Meine ersten Versuche, mit dem Fahrrad zu fahren, hab ich in einer Hauseinfahrt der Wörndlestraße unternommen. Ich bin gefühlte tausendmal umgefallen, meine Knie hatten kaum noch unversehrte Haut aufzuweisen und ich wäre dennoch nicht auf den Gedanken gekommen, aufzuhören. Denn als Radfahrer hatte ich mich schon mal über die reinen Tretrollerfahrer erhoben und es hat nebenbei auch meinen Aktionsradius beträchtlich erhöht. Ich entdeckte die Burkhard-Breitner-Straße, die Klappholzstraße, die Andechsstraße, die Reut-Nicolussi-Straße oder die Wopfnerstraße und wagte mich bis an das westliche Ende der Reichenau heran, an den Dotterbichl. Denn das tägliche "Ich geh jetzt in den Hof" war natürlich nicht auf den Hof selbst beschränkt, es war vielmehr ein "Bin dann mal weg". Kaum ein Kind wurde von den Eltern kontrolliert, ob es sich auch wirklich im Hof aufhält. Und wenn, dann wurden diese Kinder natürlich deswegen gehänselt und rutschten in der Rangfolge automatisch leicht nach unten. Ein richtiger Rattler hat auch nicht zu einer bestimmten Zeit daheim sein müssen, wenn er zu spät gekommen ist, dann ist er halt ohne Essen ins Bett gegangen. So einfach war das. Das ist mir übrigens nicht nur einmal passiert und es hat mir sehr dabei geholfen, lebenslang ein pünktlicher Mensch zu sein. Trotzdem bin ich für die freie Hand meiner Oma und später meiner Mutter sehr dankbar, denn auch das hat mir geholfen, früh ein selbständiger Mensch zu werden. Ich habe auch ohne Diskussionen und jederzeit bei Freunden übernachten dürfen - natürlich auch umgekehrt -, das war ein unbezahlbares Privileg, vor allem während meiner Pubertät .

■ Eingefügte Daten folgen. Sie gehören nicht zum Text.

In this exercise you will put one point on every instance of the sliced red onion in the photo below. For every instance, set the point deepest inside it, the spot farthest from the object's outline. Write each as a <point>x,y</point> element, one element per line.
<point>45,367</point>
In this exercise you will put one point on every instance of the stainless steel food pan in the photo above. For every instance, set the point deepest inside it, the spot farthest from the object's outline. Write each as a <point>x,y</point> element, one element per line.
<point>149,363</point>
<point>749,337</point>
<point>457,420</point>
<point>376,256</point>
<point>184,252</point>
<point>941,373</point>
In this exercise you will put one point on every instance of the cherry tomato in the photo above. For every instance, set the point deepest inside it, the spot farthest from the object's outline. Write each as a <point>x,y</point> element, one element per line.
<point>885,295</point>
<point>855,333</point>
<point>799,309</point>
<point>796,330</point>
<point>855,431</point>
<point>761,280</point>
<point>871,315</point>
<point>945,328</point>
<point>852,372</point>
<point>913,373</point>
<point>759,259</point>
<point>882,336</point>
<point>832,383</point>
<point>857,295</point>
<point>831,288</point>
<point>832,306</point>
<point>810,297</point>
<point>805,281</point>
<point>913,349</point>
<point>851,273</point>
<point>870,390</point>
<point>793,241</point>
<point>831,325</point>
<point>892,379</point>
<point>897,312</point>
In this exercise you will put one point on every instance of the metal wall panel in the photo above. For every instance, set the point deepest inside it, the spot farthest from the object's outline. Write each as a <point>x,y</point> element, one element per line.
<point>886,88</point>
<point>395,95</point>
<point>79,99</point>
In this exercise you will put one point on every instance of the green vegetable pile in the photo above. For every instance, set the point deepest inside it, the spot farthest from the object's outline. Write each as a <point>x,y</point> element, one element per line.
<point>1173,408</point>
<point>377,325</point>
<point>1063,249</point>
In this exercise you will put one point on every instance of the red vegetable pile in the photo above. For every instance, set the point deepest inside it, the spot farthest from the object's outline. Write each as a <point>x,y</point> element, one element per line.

Auf unseren Streifzügen durch den Hof und seine Umgebung waren wir also ohne jegliche Aufsicht und natürlich haben wir dementsprechend auch so manchen Blödsinn aufgeführt. Einiges war sicher grenzwertig und es wird hier noch viel davon zu lesen sein. Vielleicht haben wir manchmal schon mit einem Fuß ein Gesetz übertreten - aber niemand von den vielen Leuten, die ich aus der Reichenau kenne und die ich (auch ungefragt) zu den echten Rattlern zähle, war jemals kriminell. Wir haben (praktisch) nie etwas gestohlen, niemals irgendetwas aufgebrochen oder gar wo eingebrochen - solche Leute habe ich nie näher kennengelernt. Klar, ein paarmal, wenn es halt einer unbedingt wissen hat wollen, dann wird schon ein Nasenbein geknackst und das eine oder andere Zähnlein gewackelt haben, dafür kriegt man bekanntlich auch keine Auszeichnung. Vor allem als Reichenauer Rattler nicht. Aber mit kriminell hat das rein gar nichts zu tun und ich sage es gerne noch einmal - um dieses Milieu haben wir alle den größtmöglichen Bogen gemacht. Gekannt haben wir solche Leute natürlich, man geht ja mit offenen Ohren durchs Leben. Aber das war irgendwie deren Privatsache und ist mich nichts angegangen, auf die Idee, die Polizei über vages Hörensagen zu informieren, wäre ich jedenfalls nie gekommen.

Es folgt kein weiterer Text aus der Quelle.